Kuren durch das Müttergenesungswerk: „Fürsorge geht nur, wenn man auch für sich selber sorgt“
Pflegende Angehörige und Väter wissen oft nichts von den Möglichkeiten des Müttergenesungswerks. Dabei können nicht nur Mütter Kuren beantragen.
Der Name „Müttergenesungswerk“ (MGW) klingt altmodisch, aber der Gedanke, der dahintersteckt, ist hochaktuell. Und die Aufgaben werden immer größer. Das wurde deutlich bei einem Gespräch, das die Frau des Bundespräsidenten, Elke Büdenbender, als Schirmherrin mit Berliner Beratern aus verschiedenen Bezirken beim Deutschen Roten Kreuz (DRK) im Wedding führte. Längst geht es nicht mehr nur um Kuren für Mütter, die angesichts der vielfältigen Anforderungen, mit denen sie konfrontiert sind, überlastet sind.

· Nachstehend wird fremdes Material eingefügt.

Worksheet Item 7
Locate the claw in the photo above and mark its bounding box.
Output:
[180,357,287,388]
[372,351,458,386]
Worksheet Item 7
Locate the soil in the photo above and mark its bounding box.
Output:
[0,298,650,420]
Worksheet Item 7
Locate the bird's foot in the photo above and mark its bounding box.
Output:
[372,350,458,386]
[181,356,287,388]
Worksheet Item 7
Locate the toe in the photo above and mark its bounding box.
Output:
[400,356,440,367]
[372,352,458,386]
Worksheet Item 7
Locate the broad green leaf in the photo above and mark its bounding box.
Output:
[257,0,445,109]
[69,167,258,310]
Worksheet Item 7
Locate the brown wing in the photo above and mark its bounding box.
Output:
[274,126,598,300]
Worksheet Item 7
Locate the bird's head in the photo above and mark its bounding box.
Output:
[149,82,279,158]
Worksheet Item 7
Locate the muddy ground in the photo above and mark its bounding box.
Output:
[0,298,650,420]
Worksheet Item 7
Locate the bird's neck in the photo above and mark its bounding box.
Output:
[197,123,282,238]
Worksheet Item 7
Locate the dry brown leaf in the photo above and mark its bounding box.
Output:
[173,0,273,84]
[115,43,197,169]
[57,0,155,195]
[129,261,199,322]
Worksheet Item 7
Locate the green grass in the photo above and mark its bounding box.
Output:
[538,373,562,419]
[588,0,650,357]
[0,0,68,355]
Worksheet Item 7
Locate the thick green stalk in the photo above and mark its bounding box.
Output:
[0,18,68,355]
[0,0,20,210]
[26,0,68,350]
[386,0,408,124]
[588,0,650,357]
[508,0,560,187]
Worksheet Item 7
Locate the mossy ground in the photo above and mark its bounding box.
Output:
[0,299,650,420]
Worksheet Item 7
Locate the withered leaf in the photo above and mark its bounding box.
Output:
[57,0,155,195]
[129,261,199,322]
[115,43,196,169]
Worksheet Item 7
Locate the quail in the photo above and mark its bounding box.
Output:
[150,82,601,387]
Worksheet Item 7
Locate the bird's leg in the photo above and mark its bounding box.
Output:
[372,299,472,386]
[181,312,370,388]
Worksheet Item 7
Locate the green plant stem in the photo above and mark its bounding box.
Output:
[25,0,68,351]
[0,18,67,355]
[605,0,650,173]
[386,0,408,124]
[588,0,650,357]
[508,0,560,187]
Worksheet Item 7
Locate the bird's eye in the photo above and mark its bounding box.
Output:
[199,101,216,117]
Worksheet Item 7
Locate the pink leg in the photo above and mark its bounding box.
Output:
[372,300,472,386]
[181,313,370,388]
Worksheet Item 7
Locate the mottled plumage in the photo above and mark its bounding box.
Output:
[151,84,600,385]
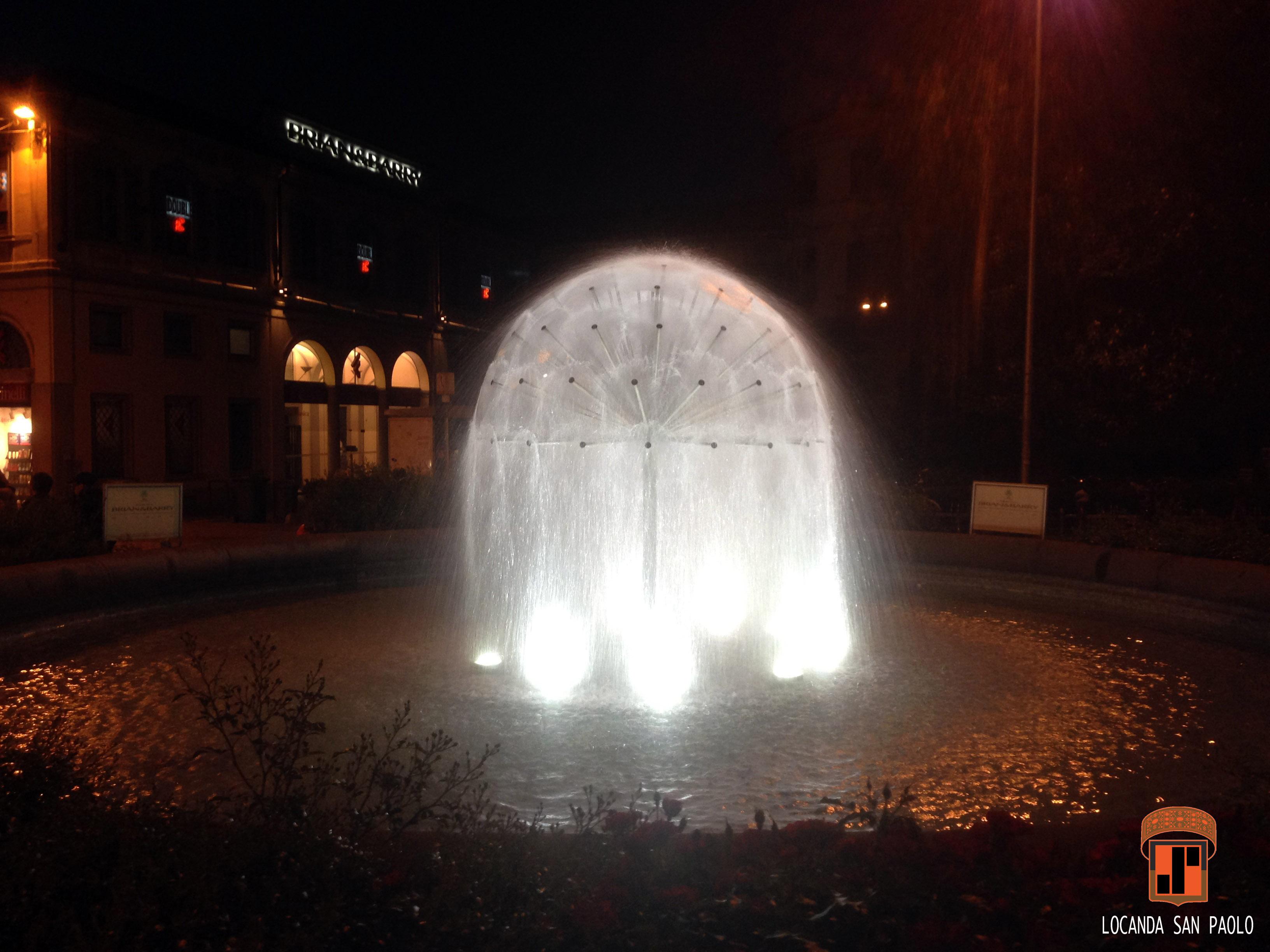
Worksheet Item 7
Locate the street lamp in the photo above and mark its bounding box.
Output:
[1019,0,1043,482]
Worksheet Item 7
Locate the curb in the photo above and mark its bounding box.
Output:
[0,529,446,642]
[898,532,1270,612]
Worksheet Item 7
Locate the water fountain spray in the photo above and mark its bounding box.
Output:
[465,255,853,708]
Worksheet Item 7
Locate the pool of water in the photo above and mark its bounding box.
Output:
[0,586,1270,828]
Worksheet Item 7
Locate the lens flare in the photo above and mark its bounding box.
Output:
[521,602,591,701]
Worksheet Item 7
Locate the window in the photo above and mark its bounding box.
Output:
[75,149,119,241]
[0,149,9,235]
[163,397,199,477]
[163,313,194,357]
[88,304,128,354]
[211,187,265,270]
[230,324,255,360]
[91,394,128,480]
[230,400,255,472]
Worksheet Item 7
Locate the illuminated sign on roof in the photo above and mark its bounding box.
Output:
[283,119,423,188]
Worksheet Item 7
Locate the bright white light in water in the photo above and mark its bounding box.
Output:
[692,557,749,639]
[522,602,591,701]
[622,607,697,711]
[767,561,851,678]
[605,556,697,711]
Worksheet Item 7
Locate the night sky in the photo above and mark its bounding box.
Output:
[4,0,1270,471]
[6,3,792,224]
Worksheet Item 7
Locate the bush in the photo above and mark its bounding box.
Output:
[300,466,444,532]
[0,497,107,565]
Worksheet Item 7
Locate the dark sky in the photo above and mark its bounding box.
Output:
[6,3,792,223]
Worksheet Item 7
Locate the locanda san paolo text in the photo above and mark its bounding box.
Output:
[1102,915,1255,936]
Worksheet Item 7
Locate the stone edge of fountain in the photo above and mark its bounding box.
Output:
[0,529,1270,655]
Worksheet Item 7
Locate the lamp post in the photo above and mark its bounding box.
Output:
[1019,0,1043,482]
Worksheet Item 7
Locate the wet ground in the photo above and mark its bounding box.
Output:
[0,588,1270,826]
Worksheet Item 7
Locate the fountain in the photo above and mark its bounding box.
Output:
[463,254,860,710]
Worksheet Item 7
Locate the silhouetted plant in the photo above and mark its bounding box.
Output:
[821,777,917,831]
[177,635,498,840]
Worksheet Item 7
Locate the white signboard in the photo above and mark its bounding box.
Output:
[102,482,182,542]
[970,482,1049,537]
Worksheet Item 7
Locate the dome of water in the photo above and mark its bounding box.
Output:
[465,255,858,708]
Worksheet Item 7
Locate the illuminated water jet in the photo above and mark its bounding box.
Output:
[465,255,856,710]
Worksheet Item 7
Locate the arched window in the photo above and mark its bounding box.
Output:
[339,346,388,466]
[393,350,430,394]
[340,346,384,387]
[0,321,30,371]
[283,340,330,383]
[283,340,334,484]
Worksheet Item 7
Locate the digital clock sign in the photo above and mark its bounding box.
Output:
[164,196,192,235]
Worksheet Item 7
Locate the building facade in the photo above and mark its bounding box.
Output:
[0,80,475,519]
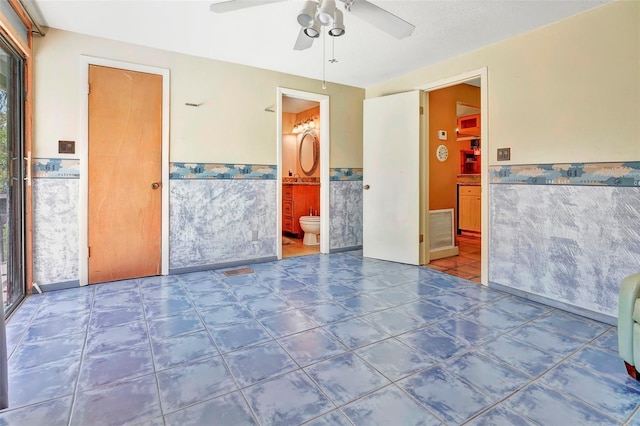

Dank einer „Zustiftung Sorgearbeit“ können unter dem Dach des MGW die Wohlfahrtsverbände auch Vätern und pflegenden Angehörigen helfen. Das war noch nicht abzusehen, als Elly Heuss-Knapp, die erste First Lady der Bundesrepublik, das MGW 1950 gründete. Der Ansatz war, wie Elke Büdenbender sagte, sehr modern: „Fürsorge für andere geht nur, wenn man auch für sich selber sorgt.“
Beratung spart Folgekosten
Rund 135 000 Beratungen gibt es jährlich bundesweit, sagte MGW-Geschäftsführerin Anne Schilling. Der Bedarf wäre aber erheblich höher. Viele Mütter und Väter leiden unter ständigem Zeitdruck, unter beruflicher Belastung, Trennungen vom Partner, finanziellen Problemen, erfahren die Beraterinnen. Nur wissen viele gar nicht, dass sie einen Anspruch auf eine Kur hätten. Manchmal werden sie im Internet fündig und schaffen es sogar telefonisch bis in eine der Beratungsstellen, die bei den freien Wohlfahrtsverbänden angesiedelt sind.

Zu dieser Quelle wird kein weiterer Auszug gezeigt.